Thursday, March 26, 2015

2015: The Bark of the Bog Owl: The Wilderking Trilogy – Jonathan Rogers



I have mixed feelings toward The Bark of the Bog Owl. In one sense I obviously enjoyed the book since I devoured it quite quickly. The other part of me just found the storytelling a bit lacking and even heavy-handed. Part of this has to do with it being a children’s book, another has to do with being a rather dramatic telling of the story of King David from the Old Testament, albeit a very loose telling. I think one of the more difficult things to swallow with Bark is the incongruence of pretty archaic lifestyles and tanks. Where did the tanks come from?

Those kinds of thing really get to me in a story. Whenever a world is established you tend to know the rules that accompany it. If the story is modern you know the world is like you are currently experiencing. If the world is future you know the writer is freedom to do all sorts of crazy things. If the story is Victorian they need to follow through with certain conventions. But then Rogers introduces tanks, or at the very least cannons to the biblical world.

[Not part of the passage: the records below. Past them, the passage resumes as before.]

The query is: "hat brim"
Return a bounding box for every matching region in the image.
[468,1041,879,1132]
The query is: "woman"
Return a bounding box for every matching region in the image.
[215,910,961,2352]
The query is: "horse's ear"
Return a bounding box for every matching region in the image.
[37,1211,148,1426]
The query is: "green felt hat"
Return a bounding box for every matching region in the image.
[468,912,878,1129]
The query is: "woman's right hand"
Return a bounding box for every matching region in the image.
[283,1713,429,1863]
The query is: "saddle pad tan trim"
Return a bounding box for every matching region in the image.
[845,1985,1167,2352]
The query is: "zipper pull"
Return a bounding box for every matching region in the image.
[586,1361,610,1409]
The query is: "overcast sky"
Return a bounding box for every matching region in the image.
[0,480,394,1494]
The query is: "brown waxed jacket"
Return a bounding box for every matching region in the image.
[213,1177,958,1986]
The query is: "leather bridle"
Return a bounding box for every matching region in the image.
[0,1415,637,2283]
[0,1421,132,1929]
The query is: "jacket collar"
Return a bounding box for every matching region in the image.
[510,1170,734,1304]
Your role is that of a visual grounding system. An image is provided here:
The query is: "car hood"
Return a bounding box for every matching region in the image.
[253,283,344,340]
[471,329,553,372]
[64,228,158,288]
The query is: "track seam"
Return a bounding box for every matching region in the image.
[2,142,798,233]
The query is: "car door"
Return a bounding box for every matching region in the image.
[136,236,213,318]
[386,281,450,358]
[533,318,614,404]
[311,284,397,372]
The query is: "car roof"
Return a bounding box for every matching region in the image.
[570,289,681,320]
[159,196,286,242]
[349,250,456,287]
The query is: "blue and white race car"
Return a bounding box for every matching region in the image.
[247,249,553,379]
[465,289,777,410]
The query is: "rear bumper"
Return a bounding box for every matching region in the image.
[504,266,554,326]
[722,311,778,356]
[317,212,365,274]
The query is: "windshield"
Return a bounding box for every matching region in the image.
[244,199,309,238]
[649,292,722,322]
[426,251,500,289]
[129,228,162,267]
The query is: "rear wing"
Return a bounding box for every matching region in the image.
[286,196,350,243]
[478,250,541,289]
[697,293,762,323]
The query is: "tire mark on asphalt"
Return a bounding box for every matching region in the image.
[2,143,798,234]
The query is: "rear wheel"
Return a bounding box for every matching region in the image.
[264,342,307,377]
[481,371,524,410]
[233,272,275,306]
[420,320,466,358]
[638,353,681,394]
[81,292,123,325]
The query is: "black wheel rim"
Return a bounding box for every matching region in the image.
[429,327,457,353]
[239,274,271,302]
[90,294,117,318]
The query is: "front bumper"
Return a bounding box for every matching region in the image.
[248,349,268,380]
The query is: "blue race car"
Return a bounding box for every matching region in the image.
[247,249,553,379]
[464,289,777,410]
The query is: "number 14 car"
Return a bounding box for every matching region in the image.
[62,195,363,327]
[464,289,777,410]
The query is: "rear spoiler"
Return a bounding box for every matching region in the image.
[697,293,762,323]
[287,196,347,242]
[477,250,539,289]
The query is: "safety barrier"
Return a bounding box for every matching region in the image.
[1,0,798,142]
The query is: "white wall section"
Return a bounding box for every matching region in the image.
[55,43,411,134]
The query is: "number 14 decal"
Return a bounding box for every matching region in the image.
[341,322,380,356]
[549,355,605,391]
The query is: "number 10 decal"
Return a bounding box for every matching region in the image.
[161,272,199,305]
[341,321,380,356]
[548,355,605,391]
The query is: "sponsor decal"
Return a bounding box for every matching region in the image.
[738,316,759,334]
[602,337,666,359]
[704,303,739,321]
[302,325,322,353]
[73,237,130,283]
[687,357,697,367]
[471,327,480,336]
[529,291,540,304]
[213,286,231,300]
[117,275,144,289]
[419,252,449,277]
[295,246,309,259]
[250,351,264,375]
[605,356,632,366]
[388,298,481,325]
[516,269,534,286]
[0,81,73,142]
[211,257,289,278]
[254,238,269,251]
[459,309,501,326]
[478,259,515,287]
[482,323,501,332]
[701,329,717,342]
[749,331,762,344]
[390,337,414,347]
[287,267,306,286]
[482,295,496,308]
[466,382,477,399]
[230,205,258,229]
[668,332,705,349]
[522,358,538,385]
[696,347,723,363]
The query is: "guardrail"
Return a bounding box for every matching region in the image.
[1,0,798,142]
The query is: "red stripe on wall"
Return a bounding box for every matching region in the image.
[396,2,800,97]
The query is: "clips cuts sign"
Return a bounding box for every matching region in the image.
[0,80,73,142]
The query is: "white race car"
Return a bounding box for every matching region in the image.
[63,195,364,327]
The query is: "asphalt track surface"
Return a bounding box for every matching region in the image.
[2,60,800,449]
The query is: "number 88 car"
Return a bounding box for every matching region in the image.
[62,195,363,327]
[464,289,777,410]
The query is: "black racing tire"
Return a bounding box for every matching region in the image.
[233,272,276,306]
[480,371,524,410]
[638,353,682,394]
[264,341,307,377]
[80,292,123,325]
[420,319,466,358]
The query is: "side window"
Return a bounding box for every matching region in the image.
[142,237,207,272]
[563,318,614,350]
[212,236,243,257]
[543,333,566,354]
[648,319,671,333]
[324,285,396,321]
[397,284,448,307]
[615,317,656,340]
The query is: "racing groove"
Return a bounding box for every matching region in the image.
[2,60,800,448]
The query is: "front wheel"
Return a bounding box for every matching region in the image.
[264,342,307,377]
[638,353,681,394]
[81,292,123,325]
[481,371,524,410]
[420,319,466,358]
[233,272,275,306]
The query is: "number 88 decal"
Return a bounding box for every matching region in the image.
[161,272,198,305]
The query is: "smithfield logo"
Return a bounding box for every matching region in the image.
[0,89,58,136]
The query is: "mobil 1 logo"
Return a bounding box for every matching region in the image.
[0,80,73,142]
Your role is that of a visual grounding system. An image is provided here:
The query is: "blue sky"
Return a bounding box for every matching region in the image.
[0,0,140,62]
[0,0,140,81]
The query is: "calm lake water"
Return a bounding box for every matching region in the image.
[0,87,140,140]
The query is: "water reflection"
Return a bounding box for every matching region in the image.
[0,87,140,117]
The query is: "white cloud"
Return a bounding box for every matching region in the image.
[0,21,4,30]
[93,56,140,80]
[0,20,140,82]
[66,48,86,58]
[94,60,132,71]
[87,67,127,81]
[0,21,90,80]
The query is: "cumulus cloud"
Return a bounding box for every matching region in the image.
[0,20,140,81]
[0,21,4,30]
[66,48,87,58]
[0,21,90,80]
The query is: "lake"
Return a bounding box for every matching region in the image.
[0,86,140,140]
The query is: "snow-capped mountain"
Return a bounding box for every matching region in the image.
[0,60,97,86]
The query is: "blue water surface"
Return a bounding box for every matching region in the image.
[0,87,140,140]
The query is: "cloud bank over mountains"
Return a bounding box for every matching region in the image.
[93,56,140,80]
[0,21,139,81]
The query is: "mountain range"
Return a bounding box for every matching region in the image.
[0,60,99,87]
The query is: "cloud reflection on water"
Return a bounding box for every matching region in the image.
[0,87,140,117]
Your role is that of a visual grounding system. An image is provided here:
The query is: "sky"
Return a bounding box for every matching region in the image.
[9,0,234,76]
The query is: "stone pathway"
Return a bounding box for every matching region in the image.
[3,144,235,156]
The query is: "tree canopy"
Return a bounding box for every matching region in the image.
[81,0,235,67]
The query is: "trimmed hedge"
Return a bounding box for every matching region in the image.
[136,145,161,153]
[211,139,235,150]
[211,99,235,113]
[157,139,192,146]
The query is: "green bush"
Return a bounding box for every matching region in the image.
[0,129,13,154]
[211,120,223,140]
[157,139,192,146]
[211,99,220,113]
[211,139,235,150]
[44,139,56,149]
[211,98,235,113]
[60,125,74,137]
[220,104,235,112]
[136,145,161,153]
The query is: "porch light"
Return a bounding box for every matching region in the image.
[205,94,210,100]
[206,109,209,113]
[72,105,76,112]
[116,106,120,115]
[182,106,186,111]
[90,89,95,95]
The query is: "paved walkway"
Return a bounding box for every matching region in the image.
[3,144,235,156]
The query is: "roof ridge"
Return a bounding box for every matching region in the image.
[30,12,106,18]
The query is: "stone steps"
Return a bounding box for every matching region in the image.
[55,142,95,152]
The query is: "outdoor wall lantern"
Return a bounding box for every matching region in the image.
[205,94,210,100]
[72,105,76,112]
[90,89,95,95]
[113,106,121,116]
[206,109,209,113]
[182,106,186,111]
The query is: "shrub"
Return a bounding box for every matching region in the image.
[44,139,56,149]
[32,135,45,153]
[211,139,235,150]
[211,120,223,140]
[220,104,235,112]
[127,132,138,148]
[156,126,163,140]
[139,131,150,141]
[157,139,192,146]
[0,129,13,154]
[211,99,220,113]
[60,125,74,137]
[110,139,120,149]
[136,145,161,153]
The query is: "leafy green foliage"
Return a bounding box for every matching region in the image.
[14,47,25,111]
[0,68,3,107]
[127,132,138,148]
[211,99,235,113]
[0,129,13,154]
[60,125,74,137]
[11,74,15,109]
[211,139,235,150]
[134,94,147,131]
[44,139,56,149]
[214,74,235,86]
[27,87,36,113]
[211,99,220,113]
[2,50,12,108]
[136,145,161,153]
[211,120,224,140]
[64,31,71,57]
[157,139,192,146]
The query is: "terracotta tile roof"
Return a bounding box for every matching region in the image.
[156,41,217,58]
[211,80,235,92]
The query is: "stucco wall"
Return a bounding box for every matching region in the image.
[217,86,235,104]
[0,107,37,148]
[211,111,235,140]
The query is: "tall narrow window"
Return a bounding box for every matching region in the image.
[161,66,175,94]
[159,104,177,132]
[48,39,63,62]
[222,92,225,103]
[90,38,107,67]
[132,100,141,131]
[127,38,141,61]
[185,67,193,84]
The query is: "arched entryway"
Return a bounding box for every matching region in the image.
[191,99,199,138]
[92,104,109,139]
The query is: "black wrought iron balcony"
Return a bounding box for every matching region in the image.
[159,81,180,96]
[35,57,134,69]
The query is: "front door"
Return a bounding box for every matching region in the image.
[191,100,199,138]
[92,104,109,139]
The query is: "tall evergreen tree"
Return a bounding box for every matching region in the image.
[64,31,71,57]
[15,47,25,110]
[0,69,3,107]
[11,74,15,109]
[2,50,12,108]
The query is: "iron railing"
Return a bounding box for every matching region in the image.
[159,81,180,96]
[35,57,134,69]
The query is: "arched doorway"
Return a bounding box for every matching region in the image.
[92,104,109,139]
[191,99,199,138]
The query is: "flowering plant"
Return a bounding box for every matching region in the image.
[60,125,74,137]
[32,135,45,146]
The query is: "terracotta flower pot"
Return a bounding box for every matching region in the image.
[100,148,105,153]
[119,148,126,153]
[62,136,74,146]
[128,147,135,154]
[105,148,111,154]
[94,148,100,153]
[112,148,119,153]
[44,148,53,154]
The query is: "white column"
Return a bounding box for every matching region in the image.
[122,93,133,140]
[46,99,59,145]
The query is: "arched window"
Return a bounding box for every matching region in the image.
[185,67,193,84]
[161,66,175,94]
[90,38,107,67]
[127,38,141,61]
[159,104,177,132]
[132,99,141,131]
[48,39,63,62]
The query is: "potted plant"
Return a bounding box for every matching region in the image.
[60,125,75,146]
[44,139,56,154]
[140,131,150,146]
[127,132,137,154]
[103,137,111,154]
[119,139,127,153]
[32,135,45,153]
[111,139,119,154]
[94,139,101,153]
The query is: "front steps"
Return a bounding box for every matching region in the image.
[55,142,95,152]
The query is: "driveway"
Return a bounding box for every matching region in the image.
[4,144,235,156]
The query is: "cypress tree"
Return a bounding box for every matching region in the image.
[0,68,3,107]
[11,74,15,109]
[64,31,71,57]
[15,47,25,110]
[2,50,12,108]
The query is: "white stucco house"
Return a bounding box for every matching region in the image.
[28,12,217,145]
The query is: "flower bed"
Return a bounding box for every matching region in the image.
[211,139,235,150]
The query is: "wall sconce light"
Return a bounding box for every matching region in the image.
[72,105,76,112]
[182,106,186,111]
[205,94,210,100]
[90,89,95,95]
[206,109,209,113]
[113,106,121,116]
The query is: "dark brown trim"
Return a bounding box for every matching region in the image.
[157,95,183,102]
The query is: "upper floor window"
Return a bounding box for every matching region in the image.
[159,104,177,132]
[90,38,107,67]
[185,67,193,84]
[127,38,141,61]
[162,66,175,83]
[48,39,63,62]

That was just strange.

It is also strange for a 12-year old to be a nearly unflawed hero. Aiden just does not really make mistakes and I don’t get that. I also don’t get how his brothers just jump from railing the guy about being the king to honoring him as such. There are other leaps too as this group of people all of a sudden aid their normal enemies without any warning. There is some allusion to why they did it, but it is not well explained.

These are the things that bother me with Bark. It’s not that the story isn’t compelling…it is. It’s not that overall his writing is sloppy…it’s not. It’s simply that Rogers ignores certain conventions that readers take for granted and you have to stop in the middle of a story and ask, “How did they come up with the technology for tanks, let alone the technology to transport the tanks to an island, and how did a 12-year old figure out how to destroy them when a whole ton of adults were thinking, ‘Oh no…we’re going to die!!!’” That makes for difficulties to give a ring endorsement.

All of that said, will I read the second book? Yes. I believe I have already even purchased it. Rogers knows how to retell this story in such a way that I know generally what to expect, but have no idea how he is going to present it or bring about solution. So far we have the prophet proclaiming him the king and we have Goliath gone. That is where we leave off. I look forward to battles, and Bathsheba and Jonathan, and the mighty men, but don’t know exactly how Rogers will bring those things about, which is to his credit that he is not just going to lift the text and try to present it as fresh. This is where Rogers surpasses a lot of “Christian writers” who do not display the originality that he does.